The potential for abuse is certainly there in other settings. But where the abuse actually happens depends very much on where oversight focuses on at a given point in time. In NYC, the explosion in these facilities happened because the authorities were not focusing on it. Once they clamp down on it, the operators will find other schemes, maybe involving home care, or patient transport schemes that bill Medicaid, etc. (But note that this scheme does not require victimizing a vulnerable population - it is mainly about providing a cheap but desirable service and then massively overbilling the government for something else.)
I do think the article goes a little easy on the possibility of abuse, and mainly presents the whole thing as an interesting cultural curio. I don't believe that economics explains everything, but when you have an area where a certain service is used by an order of magnitude more than in the country as a whole, I would want to first follow the money.
Back to the actual service being offered: yes, having community centers where older folks go to chat and play cards is a great idea. We have playgrounds for kids in our neighborhoods, maintained by communities -- maybe we need more facilities for older folks as well. But this is exactly the service best directly provided by government.
Government provided senior centers do exist lots of places, certainly in NY. But they serve a different need than a population that can't function independently enough to manage on their own during the work day, and the latter population is significant.
Yeah, there are a lot of fly-by-nights that max out on fraud wherever the opportunity pops up, and vulnerable people get caught in the middle. Medicare is the cash cow, but Medicaid can sometimes let more slip through by dinkiness. Drug rehab, ambulance transport, wheelchairs...
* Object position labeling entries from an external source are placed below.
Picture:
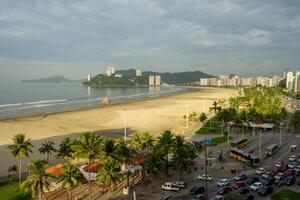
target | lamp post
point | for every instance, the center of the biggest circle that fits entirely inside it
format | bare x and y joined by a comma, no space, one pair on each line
125,125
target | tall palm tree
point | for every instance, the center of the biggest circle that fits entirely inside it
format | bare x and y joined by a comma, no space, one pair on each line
71,177
181,154
14,170
111,165
166,141
47,148
38,180
215,107
65,150
88,147
20,148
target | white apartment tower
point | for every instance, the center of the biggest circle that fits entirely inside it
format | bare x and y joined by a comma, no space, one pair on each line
289,80
297,82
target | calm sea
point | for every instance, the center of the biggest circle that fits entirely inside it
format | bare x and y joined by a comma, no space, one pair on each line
20,99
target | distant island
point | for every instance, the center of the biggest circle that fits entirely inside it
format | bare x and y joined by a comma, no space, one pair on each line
52,79
126,78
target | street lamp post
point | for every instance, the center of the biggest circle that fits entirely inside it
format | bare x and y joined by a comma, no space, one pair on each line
125,125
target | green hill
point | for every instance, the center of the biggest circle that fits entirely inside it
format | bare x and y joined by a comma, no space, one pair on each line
129,79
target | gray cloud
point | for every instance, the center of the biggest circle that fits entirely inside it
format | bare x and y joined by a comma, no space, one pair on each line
74,38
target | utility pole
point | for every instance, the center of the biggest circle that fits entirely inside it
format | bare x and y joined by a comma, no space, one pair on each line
260,144
205,149
125,125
49: Chinatown in San Francisco is the site of the original PACE program (Program of all-inclusive Care for the elderly). Basically you need to be eligible for a nursing home. Most beneficiaries have Medicaid too, but you can pay for the long term care part. They have teams with an MD,NP, visiting nurses, OT, physical therapy and social work. People live at home with their families and go to the day Center (transportation ofte provided) and they try to provide services that keep people out of nursing homes, though they will continue to follow you if you wind up in one.
44: I did not know that! I do suspect, however, that you are far more Unix-literate than my great-aunt and the vast bulk of her 90+-year-old fellow travelers.